Die wunderbaren Jahre, a new stage work from Torsten Rasch, will premiere in February 2025 at Theater Regensburg, directed by Sabine Sterken and conducted by John Spencer. It will receive twelve performances and is in rep until June 2025.
A music theatre work for 3 singers, narrator, and chamber ensemble, it is based on Reiner Kunze’s eponymous 1976 collection of prose vignettes on the everyday life of young people growing up in the GDR. Cast in an unbroken 80-minute span, the piece is a musical and dramatic expression of these years, exploring the inhumanity of a political system that militarizes its young people and tries, in often absurd ways, to control, indoctrinate and break them. The work will be a multi-perspective piece of musical theatre drawing on singing, narration and instrumental music to explore a memory of Germany and how it became what it is today.

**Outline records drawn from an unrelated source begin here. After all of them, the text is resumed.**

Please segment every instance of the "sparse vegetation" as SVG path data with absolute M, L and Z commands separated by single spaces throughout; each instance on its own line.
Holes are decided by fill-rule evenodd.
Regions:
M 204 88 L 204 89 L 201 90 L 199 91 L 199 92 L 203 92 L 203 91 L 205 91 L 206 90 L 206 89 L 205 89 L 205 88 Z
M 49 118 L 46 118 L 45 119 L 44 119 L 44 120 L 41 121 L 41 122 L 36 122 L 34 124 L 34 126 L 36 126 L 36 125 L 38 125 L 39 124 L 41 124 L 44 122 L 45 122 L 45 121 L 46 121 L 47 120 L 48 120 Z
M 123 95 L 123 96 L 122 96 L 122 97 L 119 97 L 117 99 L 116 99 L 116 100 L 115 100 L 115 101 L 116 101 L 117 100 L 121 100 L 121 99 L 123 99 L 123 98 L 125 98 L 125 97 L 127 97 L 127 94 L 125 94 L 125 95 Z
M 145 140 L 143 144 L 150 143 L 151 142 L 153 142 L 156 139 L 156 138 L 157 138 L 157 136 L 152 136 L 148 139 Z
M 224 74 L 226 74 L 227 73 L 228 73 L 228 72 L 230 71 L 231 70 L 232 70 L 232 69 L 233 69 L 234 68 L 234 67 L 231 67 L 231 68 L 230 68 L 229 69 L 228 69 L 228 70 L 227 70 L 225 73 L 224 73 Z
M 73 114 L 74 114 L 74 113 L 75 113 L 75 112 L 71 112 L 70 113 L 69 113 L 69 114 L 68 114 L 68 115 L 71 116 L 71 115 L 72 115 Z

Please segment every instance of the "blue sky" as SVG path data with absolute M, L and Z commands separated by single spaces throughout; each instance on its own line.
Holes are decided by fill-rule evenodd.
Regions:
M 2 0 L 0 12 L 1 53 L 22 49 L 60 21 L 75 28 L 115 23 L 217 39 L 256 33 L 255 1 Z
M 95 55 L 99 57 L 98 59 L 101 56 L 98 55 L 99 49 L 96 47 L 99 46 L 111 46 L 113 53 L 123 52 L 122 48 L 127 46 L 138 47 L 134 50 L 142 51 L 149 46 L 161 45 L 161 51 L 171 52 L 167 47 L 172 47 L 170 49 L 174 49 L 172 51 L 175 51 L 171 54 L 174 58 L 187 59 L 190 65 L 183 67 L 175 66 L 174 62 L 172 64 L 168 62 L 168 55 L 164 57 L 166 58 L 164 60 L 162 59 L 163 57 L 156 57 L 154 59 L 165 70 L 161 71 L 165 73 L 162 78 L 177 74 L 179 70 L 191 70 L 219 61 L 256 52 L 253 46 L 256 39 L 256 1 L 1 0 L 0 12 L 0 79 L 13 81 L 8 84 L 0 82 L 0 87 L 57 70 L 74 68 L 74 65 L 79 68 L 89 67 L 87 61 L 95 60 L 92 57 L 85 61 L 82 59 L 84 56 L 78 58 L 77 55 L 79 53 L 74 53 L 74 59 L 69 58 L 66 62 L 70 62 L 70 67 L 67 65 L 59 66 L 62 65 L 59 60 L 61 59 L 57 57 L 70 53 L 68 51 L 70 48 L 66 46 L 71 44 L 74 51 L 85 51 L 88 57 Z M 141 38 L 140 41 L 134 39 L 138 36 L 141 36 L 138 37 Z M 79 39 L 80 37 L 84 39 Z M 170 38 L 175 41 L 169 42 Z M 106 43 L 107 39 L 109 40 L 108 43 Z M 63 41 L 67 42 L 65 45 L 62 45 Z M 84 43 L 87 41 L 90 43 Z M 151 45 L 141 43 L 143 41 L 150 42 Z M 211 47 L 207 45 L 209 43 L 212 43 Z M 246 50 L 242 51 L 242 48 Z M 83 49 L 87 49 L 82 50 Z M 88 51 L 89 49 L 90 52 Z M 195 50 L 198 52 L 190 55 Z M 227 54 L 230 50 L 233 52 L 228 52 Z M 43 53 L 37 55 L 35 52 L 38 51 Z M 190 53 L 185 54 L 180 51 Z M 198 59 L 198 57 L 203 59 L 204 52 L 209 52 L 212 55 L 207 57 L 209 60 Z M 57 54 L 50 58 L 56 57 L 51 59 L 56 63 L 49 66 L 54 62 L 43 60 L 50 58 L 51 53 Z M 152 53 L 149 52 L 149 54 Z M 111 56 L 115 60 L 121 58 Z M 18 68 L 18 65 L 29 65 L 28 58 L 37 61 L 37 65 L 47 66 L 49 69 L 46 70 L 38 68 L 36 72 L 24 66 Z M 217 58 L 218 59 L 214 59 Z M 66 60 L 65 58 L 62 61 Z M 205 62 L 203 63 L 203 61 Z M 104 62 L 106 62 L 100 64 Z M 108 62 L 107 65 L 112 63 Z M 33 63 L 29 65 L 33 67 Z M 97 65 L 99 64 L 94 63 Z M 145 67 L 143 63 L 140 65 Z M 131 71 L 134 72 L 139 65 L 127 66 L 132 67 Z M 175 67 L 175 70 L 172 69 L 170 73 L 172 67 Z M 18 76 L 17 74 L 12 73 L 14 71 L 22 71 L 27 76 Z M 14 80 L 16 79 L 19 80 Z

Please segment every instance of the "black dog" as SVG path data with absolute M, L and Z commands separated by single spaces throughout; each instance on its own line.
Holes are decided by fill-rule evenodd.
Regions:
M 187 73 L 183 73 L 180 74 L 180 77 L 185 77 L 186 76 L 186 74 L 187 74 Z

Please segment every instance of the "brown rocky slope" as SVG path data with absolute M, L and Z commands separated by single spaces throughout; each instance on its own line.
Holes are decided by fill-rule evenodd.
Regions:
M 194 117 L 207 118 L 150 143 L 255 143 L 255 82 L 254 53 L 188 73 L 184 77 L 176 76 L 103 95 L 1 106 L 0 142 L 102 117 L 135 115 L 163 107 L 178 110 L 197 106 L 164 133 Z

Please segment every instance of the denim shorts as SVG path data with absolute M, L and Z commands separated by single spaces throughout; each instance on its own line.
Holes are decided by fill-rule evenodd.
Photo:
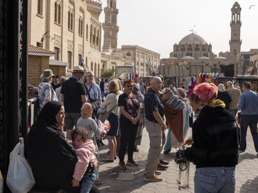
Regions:
M 194 192 L 234 193 L 236 187 L 235 167 L 196 168 Z

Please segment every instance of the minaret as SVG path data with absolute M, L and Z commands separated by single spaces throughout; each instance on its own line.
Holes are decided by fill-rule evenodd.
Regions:
M 104 31 L 104 43 L 102 52 L 112 53 L 117 48 L 117 33 L 119 27 L 117 25 L 118 10 L 116 9 L 116 0 L 107 0 L 108 5 L 104 8 L 105 22 L 102 24 Z
M 231 39 L 229 40 L 230 46 L 230 56 L 231 63 L 234 64 L 236 62 L 236 56 L 241 52 L 242 40 L 240 39 L 240 28 L 242 24 L 240 20 L 240 12 L 242 8 L 237 2 L 235 4 L 231 9 Z

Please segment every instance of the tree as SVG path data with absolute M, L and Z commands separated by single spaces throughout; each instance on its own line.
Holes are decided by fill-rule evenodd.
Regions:
M 102 68 L 100 70 L 100 76 L 104 78 L 111 78 L 115 71 L 113 68 L 107 70 L 104 68 Z

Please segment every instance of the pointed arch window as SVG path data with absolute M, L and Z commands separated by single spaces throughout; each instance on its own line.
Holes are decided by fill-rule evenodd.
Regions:
M 55 3 L 55 21 L 57 22 L 57 3 Z
M 68 29 L 70 29 L 71 27 L 71 13 L 70 11 L 68 12 Z
M 60 24 L 61 23 L 61 6 L 58 5 L 58 15 L 57 18 L 57 23 Z
M 86 25 L 86 39 L 88 40 L 88 31 L 89 30 L 89 27 L 88 27 L 88 24 Z

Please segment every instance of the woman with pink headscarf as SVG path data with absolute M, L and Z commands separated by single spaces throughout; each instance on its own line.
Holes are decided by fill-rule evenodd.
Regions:
M 196 192 L 234 192 L 238 163 L 239 128 L 236 118 L 215 100 L 218 88 L 211 83 L 196 86 L 189 99 L 197 117 L 192 126 L 192 144 L 183 150 L 186 160 L 196 166 Z

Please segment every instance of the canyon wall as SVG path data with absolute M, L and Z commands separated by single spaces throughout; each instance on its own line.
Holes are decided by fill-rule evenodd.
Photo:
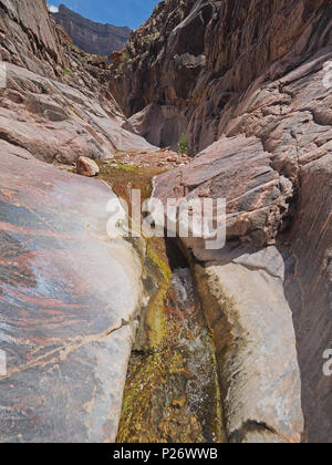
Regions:
M 133 32 L 111 89 L 135 132 L 174 148 L 185 132 L 197 154 L 255 80 L 276 81 L 330 43 L 330 18 L 329 0 L 163 1 Z
M 200 294 L 219 351 L 229 438 L 246 441 L 250 434 L 262 438 L 271 431 L 283 435 L 276 418 L 246 410 L 246 396 L 238 399 L 235 385 L 240 390 L 255 384 L 263 372 L 259 363 L 241 355 L 240 348 L 259 339 L 258 328 L 266 326 L 269 332 L 271 318 L 274 331 L 282 334 L 282 321 L 291 311 L 305 417 L 302 440 L 330 442 L 331 379 L 323 373 L 323 354 L 332 333 L 332 4 L 324 0 L 185 4 L 189 11 L 172 1 L 159 4 L 133 34 L 126 49 L 131 58 L 117 65 L 111 87 L 131 116 L 126 125 L 132 131 L 174 147 L 185 132 L 191 154 L 198 153 L 189 166 L 156 178 L 157 198 L 166 205 L 174 197 L 179 202 L 226 197 L 226 247 L 207 250 L 195 237 L 181 241 L 201 267 L 195 273 L 205 283 Z M 174 24 L 167 29 L 167 21 L 162 21 L 159 37 L 155 32 L 144 41 L 146 30 L 153 31 L 164 16 L 175 18 Z M 216 210 L 211 218 L 217 219 Z M 247 320 L 248 308 L 257 320 L 255 330 Z M 287 331 L 283 335 L 291 341 Z M 229 333 L 236 339 L 228 341 Z M 276 350 L 269 345 L 270 337 L 262 338 L 261 345 L 264 340 L 266 350 L 257 360 L 268 370 L 267 354 L 272 356 Z M 279 342 L 290 354 L 292 344 L 281 337 Z M 280 374 L 276 389 L 282 386 L 281 380 L 284 392 L 294 389 L 295 376 Z M 264 382 L 256 385 L 260 388 L 253 404 L 269 402 L 272 397 L 260 391 Z M 284 412 L 286 405 L 278 411 Z
M 108 56 L 115 50 L 123 49 L 131 35 L 129 28 L 96 23 L 63 4 L 52 17 L 72 38 L 74 44 L 86 53 Z

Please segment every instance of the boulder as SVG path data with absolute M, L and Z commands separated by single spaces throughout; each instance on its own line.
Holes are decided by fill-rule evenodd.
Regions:
M 80 156 L 76 164 L 77 174 L 82 176 L 96 176 L 100 173 L 98 165 L 91 158 Z
M 107 238 L 106 184 L 22 155 L 1 146 L 0 441 L 114 442 L 141 261 Z
M 301 441 L 301 379 L 282 264 L 270 247 L 196 266 L 214 332 L 229 442 Z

Rasch, who grew up in Dresden, describes the atmosphere of dissent that permeates Die wundebaren Jahre:
We knew about the unrest among East German intellectuals that began with the expulsion of Wolf Biermann, we knew about the founding of Solidarność and its fight against the repressive system, and finally found an expression of rebellion in our devotedly worn 'Swords into Plowshares' patches, which demanded disarmament on both sides, which was of course a thorn in the side of the state power, because it was 'peace power'.
Die wunderbaren Jahre follows Rasch’s opera Rotter in its exploration of German history and life in the former East Germany. The 2007 work, commissioned by Oper Köln, featured a libretto by East German dissident writer Thomas Brasch and was directed by Katharina Thalbach, one of Germany’s most celebrated actors - also from the former GDR. The opera, a biography of the titular ‘Rotter’, paints a picture of a man who is both culprit and victim, exploring the horrors of German fascism and life in East Germany following the end of the war.
Rasch’s other operas include Die Andere Frau (2019), commissioned by Semperoper Dresden, which retold the biblical story of Hagar, Abraham, and Sarah to a libretto in ten scenes by writer Helmut Krasser, and The Duchess of Malfi, an adaptation of John Webster by Ian Burton. The 2010 work was a groundbreaking collaboration between the immersive theatre company Punchdrunk and English National Opera, which saw audiences explore the story in a non-linear way in the brooding setting of a warehouse in London’s Docklands. In 2013 it received its German premiere at Theater Chemnitz, in a staging by Dietrich Hilsdorf, using stage and pit in a more conventional mode, and incorporated the original ending that did not feature in the London premiere.